Talk radio host Michael Brown writes,

When a white supremacist murdered black parishioners in Charleston, SC, there was national outrage leading to the banning of the Confederate Flag and a fresh discussion of race relations in America. But when Christians are targeted and murdered on a campus in Oregon, much of the nation yawns.

Because millions of Christians voted for the Obama regime. A Jesuit explained in 2008 that Obama’s aggressive pro-abortion stand was okay because he was “for social justice.” How’s that working out?

Perhaps a storefront Jesus church might not know how cold his regime would be to the civil liberties of Christians. But there is no excuse for the educated Christian elite. All the signs were there.

Hillary Clinton has made clear up front that the church would have to change under her rule (as an alternative to state-sponsored persecution?). But we can be fairly sure that many will find an excuse to vote for her anyway. Especially those who depend on government for food or shelter.

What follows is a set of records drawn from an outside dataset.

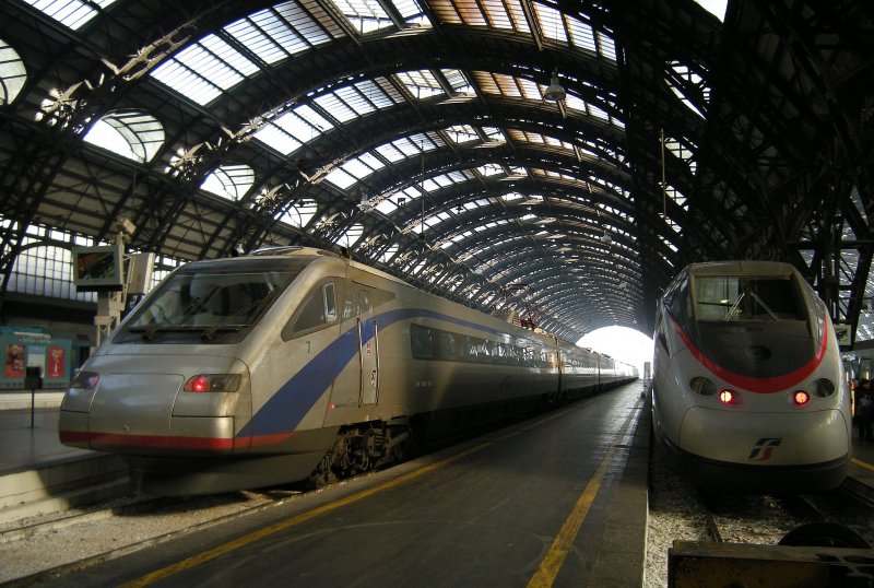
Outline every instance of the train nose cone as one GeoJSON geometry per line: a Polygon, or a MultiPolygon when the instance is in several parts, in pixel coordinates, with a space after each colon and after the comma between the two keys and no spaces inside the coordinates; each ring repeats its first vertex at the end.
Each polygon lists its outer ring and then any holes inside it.
{"type": "Polygon", "coordinates": [[[744,351],[744,355],[751,362],[764,362],[770,360],[771,350],[763,345],[751,345],[744,351]]]}

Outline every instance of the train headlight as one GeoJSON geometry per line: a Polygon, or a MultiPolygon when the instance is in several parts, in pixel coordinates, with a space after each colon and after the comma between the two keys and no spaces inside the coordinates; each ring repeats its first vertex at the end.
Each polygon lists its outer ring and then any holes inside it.
{"type": "Polygon", "coordinates": [[[198,374],[188,379],[182,387],[186,392],[236,392],[239,389],[239,374],[198,374]]]}
{"type": "Polygon", "coordinates": [[[729,388],[723,388],[719,392],[719,401],[727,407],[741,403],[741,395],[729,388]]]}
{"type": "Polygon", "coordinates": [[[792,402],[794,402],[796,407],[803,407],[810,401],[811,401],[811,395],[808,395],[804,390],[795,390],[794,392],[792,392],[792,402]]]}
{"type": "Polygon", "coordinates": [[[717,385],[710,378],[706,378],[704,376],[697,376],[689,380],[689,390],[695,392],[696,395],[701,396],[713,396],[717,393],[717,385]]]}
{"type": "Polygon", "coordinates": [[[819,398],[826,398],[835,393],[837,388],[830,379],[819,378],[813,383],[813,393],[819,398]]]}
{"type": "Polygon", "coordinates": [[[70,383],[70,388],[81,388],[83,390],[93,390],[101,381],[101,375],[96,372],[80,371],[73,381],[70,383]]]}

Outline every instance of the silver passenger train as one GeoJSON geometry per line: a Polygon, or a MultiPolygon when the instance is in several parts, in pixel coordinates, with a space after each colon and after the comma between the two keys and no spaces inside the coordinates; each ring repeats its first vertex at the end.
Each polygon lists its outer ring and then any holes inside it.
{"type": "Polygon", "coordinates": [[[59,433],[121,455],[155,494],[320,484],[636,377],[373,268],[287,247],[168,275],[71,383],[59,433]]]}
{"type": "Polygon", "coordinates": [[[825,304],[788,263],[692,264],[659,301],[652,418],[669,462],[700,486],[837,486],[850,397],[825,304]]]}

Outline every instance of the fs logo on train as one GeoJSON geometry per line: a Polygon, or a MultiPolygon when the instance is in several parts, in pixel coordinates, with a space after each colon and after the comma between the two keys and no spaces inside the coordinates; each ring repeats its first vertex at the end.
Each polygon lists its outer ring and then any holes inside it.
{"type": "Polygon", "coordinates": [[[747,459],[753,461],[768,461],[771,455],[773,455],[775,449],[780,447],[781,443],[783,443],[782,437],[763,437],[753,446],[753,450],[749,451],[747,459]]]}

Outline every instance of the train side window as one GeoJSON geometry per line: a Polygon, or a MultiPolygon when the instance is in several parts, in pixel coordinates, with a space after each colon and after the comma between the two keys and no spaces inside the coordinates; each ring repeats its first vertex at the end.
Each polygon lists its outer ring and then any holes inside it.
{"type": "Polygon", "coordinates": [[[433,360],[434,346],[430,329],[422,325],[410,325],[410,348],[416,360],[433,360]]]}
{"type": "Polygon", "coordinates": [[[434,352],[435,360],[452,361],[456,358],[456,338],[447,331],[437,331],[437,345],[434,352]]]}
{"type": "Polygon", "coordinates": [[[476,339],[473,337],[464,338],[464,345],[462,346],[462,357],[469,362],[476,361],[476,339]]]}
{"type": "Polygon", "coordinates": [[[282,339],[288,341],[334,322],[336,322],[336,286],[332,281],[322,282],[312,289],[292,315],[292,319],[282,329],[282,339]]]}

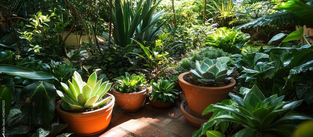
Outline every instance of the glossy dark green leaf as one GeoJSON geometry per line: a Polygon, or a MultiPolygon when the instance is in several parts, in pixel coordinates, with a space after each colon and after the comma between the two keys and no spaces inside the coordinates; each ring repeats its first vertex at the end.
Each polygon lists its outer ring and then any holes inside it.
{"type": "Polygon", "coordinates": [[[36,130],[36,133],[33,134],[32,137],[45,137],[49,134],[50,132],[42,128],[39,128],[36,130]]]}
{"type": "Polygon", "coordinates": [[[309,104],[313,103],[313,72],[305,74],[301,76],[297,84],[296,89],[298,97],[304,99],[309,104]]]}
{"type": "Polygon", "coordinates": [[[14,76],[33,79],[57,79],[50,74],[36,71],[25,68],[13,66],[0,64],[0,72],[14,76]]]}
{"type": "MultiPolygon", "coordinates": [[[[11,91],[8,87],[7,86],[0,85],[0,101],[1,102],[2,106],[3,111],[2,113],[4,115],[5,119],[7,118],[9,115],[9,112],[11,108],[11,91]],[[4,114],[3,111],[4,111],[4,114]]],[[[3,116],[2,117],[3,118],[3,116]]]]}
{"type": "Polygon", "coordinates": [[[54,85],[37,81],[24,88],[19,101],[21,110],[27,114],[28,121],[48,129],[54,115],[56,91],[54,85]]]}
{"type": "Polygon", "coordinates": [[[307,49],[298,52],[291,59],[290,65],[296,67],[313,60],[313,49],[307,49]]]}
{"type": "Polygon", "coordinates": [[[19,125],[12,127],[9,130],[13,135],[26,134],[29,131],[29,128],[26,125],[19,125]]]}
{"type": "Polygon", "coordinates": [[[207,136],[212,137],[223,137],[224,136],[221,132],[217,131],[208,130],[206,133],[207,136]]]}

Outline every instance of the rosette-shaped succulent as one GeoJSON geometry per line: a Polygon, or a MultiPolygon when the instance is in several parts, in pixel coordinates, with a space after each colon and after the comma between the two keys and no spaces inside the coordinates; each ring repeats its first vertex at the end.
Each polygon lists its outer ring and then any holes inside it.
{"type": "Polygon", "coordinates": [[[203,61],[196,61],[196,69],[189,72],[192,78],[196,81],[223,86],[233,78],[228,76],[233,70],[233,68],[227,69],[226,63],[221,64],[215,60],[207,58],[203,61]]]}

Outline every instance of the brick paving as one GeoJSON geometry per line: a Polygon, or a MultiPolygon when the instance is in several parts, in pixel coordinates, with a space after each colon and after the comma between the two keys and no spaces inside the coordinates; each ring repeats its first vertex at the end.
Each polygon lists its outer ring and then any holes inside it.
{"type": "Polygon", "coordinates": [[[179,100],[172,108],[160,109],[151,105],[147,98],[142,107],[133,112],[125,112],[115,103],[109,127],[91,137],[191,137],[198,129],[182,114],[180,103],[179,100]]]}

According to eyewitness reports, the Oregon shooter asked students what their religion was, and if they said “Christian” he shot them in the head. Yet the secular media, for the most part, is focusing more on gun laws than on the shooter’s alleged anti-Christian motivation. Why?

Because the “secular” legacy mainstream media (MSM) increasingly exist only to serve progressive government—think Pravda. Progressive government wants to own all the guns and can get sufficient numbers of Christians’ votes no matter what.

More to the point, Christians watch Hollywood’s movies, listen to MSM drivel, and vote for candidates the MSM supports.

One thing to see here is that the legacy media are no longer necessary as an information source. We can read Hurriyet Daily (Turkey, English edition) or South China Morning Post or the Irish Times free on line. That is, we can get our own news now. Thus the MSM have had to double down hard on the role of spouts for progressive messaging.

Can you imagine what would have happened if the shooter went into a creative arts class, asked the students to declare their sexual orientation, and if they said “gay” shot them in the head?

“Gay” is a cool identity; “Christian” is not. But then gays would fight and Christians would have some reason not to.

Brown makes the case for: overcoming hatred with love. I make the case for: stop funding and voting for your enemies, in whatever party. These are not mutually exclusive ideas but the latter strategy is not just religious words.

In any event, let’s all stop whining about things one could change if one wanted to.

Note: Brown makes many good points, especially about how anti-Christian bigotry is becoming more mainstream than in the past. But that is all the more reason for hard-headed thinking. Love sometimes means setting and enforcing limits on what one will tolerate.